The Ugly is when the US President fails to lead a peace process and fails to put pressure on Israel to live up to its Road Map commitments. The Ugly is the realization that we are heading towards another round of unnecessary and futile violence because people are frustrated by the lack of political achievements. It is ugly when people lose their belief that peace is even a possibility for which they can hope. The Ugly is when the real, recent achievements of the Palestinian Authority and President Abbas are not met with equivalent steps by Israel. It is ugly when we begin to understand that the disengagement plan designed by the Israeli PM is part of the implementation of his vision of Gaza first and Gaza last. It is ugly when Israel fails to recognize that there is a partner and continues to refuse to negotiate, acting unilaterally.
The disengagement will not achieve peace or improve the relations between the Palestinians and Israel. It is only a redeployment of forces and settlements. It is a tactical move that will not end the occupation. The evacuated land will still be occupied and controlled by Israel. Israel will continue to erect the so-called “security fence” and will continue to create new facts on the ground by annexing the settlement blocs and accelerating the expansion of these blocs.
The Ugly is when the silent majority remains silent. The Ugly is when the extremists gain more and more public sympathy though they offer even less hope of peace and calm. It is bad and ugly when we fail to learn the lessons of the past. The last failure led to the outbreak of the second intifada and it will be even more ugly if a current failure causes the eruption of the third intifada. It would be good if the peace camps on both sides would move and take action. Only they can make their leaderships change policies.
Note: Khaled Duzdar is the Palestinian Co-Director of the Strategic affairs Unit at Israel/Palestine Center for Research and Information (IPCRI).

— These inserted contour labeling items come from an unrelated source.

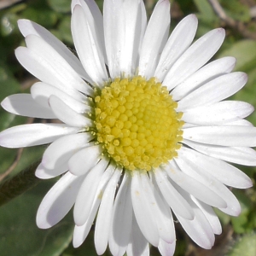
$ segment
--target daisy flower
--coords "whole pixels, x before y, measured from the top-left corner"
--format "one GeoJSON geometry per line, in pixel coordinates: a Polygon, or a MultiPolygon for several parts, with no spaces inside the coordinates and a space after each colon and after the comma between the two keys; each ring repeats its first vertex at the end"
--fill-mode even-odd
{"type": "Polygon", "coordinates": [[[0,134],[3,147],[49,143],[36,175],[61,177],[39,207],[38,226],[52,227],[73,207],[75,247],[95,222],[98,254],[108,245],[114,256],[149,255],[152,244],[170,256],[175,218],[195,243],[211,248],[221,233],[212,207],[237,216],[228,187],[252,186],[228,162],[256,166],[256,129],[244,119],[253,108],[223,101],[247,75],[231,73],[233,57],[207,63],[224,30],[192,43],[194,15],[169,37],[169,0],[157,3],[148,23],[142,0],[105,0],[103,15],[93,0],[73,0],[77,57],[39,25],[18,24],[26,46],[16,57],[40,81],[2,106],[60,120],[0,134]]]}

This article is part of a series of views on “Enlarging the window of opportunity”, published in partnership with CGNews. Yet even this ”moderate” Palestinian intellectual thinks that it is Bad when the US President sides with Israel on any issue, including the very first condition of the Road Map demanding that the Palestinians end terrorism and confiscate the illegal weapons of terrorist groups before negotiations! There will be no peace until the Palestinians understand that they too have to make concessions – even territorial concessions – and stop expecting that the powers intervene to force Israel to give them what they want. The powers too have suffered from Moslem terrorism – the US in New York, the European Community in Madrid, Russia in Chechnya, Moscow and North Ossetia - where Chechens seized 1200 children, parents and teachers hostage in a school and killed some 500 of them. They are unlikely to sympathize with Palestinian terrorism against Israel – by Hamas, Islamic Jihad, or the Fatah’s Al-Aqsa Martyrs - or to force Israel to make significant concessions to the Palestinian Authority before this terrorism is eradicated. It is not ugly when President Bush demands such an act, or suggests a territorial compromise in Judea-Samaria. It is merely just.